Containerised, or modular, data centres have dramatically matured since their conception in the late 20th century. Back then, their only perceived use was in an emergency. Typically sited on the back of wagons or trucks, they’d be rolled onto scene during an outage or situation that meant a company’s traditional storage was out of action.
Once the problem was rectified, the units would simply be driven away.
Today, such a mobile and external data storage situation is being embraced by industries around the world – and with good reason. An overview of the advantages containerised data centres offer can be summarised as follows:
Fast to deploy, typically being up and running in a matter of weeks
Easily scalable. Simply increase units as data storage needs grow
Can be sited anywhere you choose. On-site, off-site, or in remote and hostile locations
Robust inbuilt digital and physical security
Easy to maintain, requiring no special knowledge or qualifications
Integrated cooling, removing the need for complex and expensive air conditioning and/or cooling systems
Flexible to adapt to future technological upgrades
Edge computing compatible. Can be sited close to where data is created, preventing latency and increasing digital security
So, what industries benefit from using these modular options? Where are they proving their worth and what potential do they offer?
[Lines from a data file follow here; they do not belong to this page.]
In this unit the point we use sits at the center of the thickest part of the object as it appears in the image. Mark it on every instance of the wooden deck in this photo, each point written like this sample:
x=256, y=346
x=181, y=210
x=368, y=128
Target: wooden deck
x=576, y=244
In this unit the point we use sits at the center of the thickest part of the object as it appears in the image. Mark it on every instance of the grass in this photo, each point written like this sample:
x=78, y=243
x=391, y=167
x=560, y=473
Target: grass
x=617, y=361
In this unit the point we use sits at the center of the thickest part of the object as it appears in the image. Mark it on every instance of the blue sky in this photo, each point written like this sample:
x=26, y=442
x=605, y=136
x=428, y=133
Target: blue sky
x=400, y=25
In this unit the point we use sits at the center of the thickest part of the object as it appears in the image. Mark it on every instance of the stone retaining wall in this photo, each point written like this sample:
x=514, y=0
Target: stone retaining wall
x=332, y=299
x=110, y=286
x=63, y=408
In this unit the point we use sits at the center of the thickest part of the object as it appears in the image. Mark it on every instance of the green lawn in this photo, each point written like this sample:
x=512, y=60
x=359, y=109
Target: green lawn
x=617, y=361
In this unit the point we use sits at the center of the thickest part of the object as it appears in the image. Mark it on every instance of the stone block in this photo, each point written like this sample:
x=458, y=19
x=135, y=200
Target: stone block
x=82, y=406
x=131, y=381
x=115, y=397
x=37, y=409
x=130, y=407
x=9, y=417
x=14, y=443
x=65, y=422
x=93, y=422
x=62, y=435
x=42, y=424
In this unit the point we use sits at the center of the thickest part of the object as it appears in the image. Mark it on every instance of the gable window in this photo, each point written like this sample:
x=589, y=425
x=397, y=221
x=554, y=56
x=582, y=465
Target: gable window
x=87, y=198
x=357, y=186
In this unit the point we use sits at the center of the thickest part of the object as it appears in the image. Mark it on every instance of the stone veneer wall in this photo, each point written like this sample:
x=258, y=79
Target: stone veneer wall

The first that might spring to mind is that of disaster recovery. Many current events around the world highlight the importance of ensuring data can be securely stored, no matter what challenges there might be. Indeed, this is one of the foremost industries where containerised data centres are already proving invaluable.
But emergency use is only the tip of the iceberg when it comes to embracing such cutting-edge data storage needs. Other industries already making use of the tech include:
The defence sector. The growing need for data storage in what are often inhospitable locations is becoming indispensable. As modern defence relies more and more on computer-driven technology, including drones, aircraft and surveillance, the need for a local, rugged and wholly secure data storage facility becomes a vital element of security.
IT and communications. With the rollout of 5G and an ever-increasing reliance on smart devices, companies not only need simple, scalable storage solutions, but also the need for Edge computing capability. Containerised data centres are the obvious way forward.
Government and infrastructure. From national to regional level, examples of how modular solutions will be essential to support technology include the future vision of smart cities. From traffic management to crime prevention, data creation combined with immediate analysis is key to societal evolution.
Education. The pandemic has shown us that education can’t be constrained by students being in a central location. Online learning elements are only set to increase – even within a single facility - with presentation methods having to be delivered in ever more innovative fashions. Again, this dramatically increases the level of data generation, as well as the need for instantaneous analysis and actionable response.
Healthcare. From in-dwelling patient medical devices through to on-site storage and sharing of data, the healthcare industry is a prime example of where scalable and dynamic data storage will drive the speed of progression.
Entertainment and media. Perhaps one of the greatest generators and consumers of data, the field represents huge potential for containerised storage. From localised reporting and data capture through to the entertainment platforms of the future – including VR and AR elements – scalable storage and Edge computing capability are just some of the reasons for industry growth.
These examples are over and above industries that are already embracing the concept. These include mining operations and other areas that require a robust, rugged and remote operation capability.